According to recent research advances, HamGNN has been extended to a universal model called Uni-HamGNN, which can predict spin-orbit coupling effects across the periodic table without the need for retraining for new material systems, significantly accelerating the discovery and design process of quantum materials.

2. Environment Configuration Requirements

Python Environment

The HamGNN framework recommends Python 3.9 and depends on the following key Python libraries:

numpy == 1.21.2
PyTorch == 1.11.0
PyTorch Geometric == 2.0.4
pytorch_lightning == 1.5.10
e3nn == 0.5.0
pymatgen == 2022.3.7
tensorboard == 2.8.0
tqdm
scipy == 1.7.3
yaml

Third-party DFT Tool Support

OpenMX

OpenMX: HamGNN requires tight-binding Hamiltonians generated by OpenMX. Users should be familiar with basic OpenMX parameter settings and usage methods. Available for download from OpenMX official website.
openmx_postprocess: This is a modified version of OpenMX used to parse calculated overlap matrices and other Hamiltonian matrices. It stores computational data in a binary file named overlap.scfout.
read_openmx: This is a binary executable used to export matrices from the overlap.scfout file to HS.json.

SIESTA/HONPAS

honpas_1.2_H0: This is a modified version of HONPAS used to parse calculated overlap matrices and non-self-consistent Hamiltonian matrices H0, similar to the openmx_postprocess tool.
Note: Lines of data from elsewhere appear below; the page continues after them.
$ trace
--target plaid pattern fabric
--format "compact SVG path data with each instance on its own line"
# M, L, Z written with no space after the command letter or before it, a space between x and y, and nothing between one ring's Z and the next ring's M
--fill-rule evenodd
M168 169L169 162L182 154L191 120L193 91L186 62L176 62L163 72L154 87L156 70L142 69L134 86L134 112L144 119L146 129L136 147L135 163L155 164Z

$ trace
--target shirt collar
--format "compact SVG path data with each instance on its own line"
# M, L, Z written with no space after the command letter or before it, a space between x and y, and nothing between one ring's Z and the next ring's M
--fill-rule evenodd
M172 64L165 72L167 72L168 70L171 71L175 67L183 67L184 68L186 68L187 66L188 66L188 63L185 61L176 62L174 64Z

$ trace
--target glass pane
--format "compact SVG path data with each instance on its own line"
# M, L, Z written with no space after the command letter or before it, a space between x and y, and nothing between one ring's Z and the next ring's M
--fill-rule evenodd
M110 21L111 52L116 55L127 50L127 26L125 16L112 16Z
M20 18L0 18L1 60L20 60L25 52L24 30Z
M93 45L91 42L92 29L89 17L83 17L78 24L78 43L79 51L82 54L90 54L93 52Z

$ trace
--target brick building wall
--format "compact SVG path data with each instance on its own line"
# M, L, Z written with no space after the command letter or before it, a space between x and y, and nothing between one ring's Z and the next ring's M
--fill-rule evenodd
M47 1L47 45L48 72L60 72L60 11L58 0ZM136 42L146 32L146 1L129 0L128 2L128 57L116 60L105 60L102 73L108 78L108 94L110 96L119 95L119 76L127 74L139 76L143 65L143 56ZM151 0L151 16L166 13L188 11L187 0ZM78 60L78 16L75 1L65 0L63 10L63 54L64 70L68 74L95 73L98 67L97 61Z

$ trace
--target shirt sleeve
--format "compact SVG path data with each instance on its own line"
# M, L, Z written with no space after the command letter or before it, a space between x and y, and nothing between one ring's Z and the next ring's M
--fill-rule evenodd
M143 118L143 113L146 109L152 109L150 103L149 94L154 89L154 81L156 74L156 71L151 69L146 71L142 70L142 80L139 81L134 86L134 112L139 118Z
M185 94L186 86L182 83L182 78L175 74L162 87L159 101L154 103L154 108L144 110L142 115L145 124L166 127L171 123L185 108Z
The output is a binary file containing Hamiltonian data (overlap.HSX).
hsxdump: This is a binary executable that generates intermediate Hamiltonian files, essential for converting HONPAS output to HamGNN-readable format.

ABACUS

abacus_postprocess: A tool used to export Hamiltonian matrices H0.

Compiling `openmx_postprocess` and `read_openmx`

To install openmx_postprocess:

First, install the GSL library.
Modify the makefile in the openmx_postprocess directory:
- Set GSL_lib to the path of the GSL library.
- Set GSL_include to the include path of GSL.
- Set MKLROOT to the Intel MKL path.
- Set CMPLR_ROOT to the Intel compiler path. After modifying the makefile, execute make to generate the executable programs: openmx_postprocess and read_openmx.

3. HamGNN Installation Steps

Step One: Install Conda Environment

To avoid library version conflicts, it is recommended to use one of the following two methods:

Method 1: Use Pre-built Environment (Recommended)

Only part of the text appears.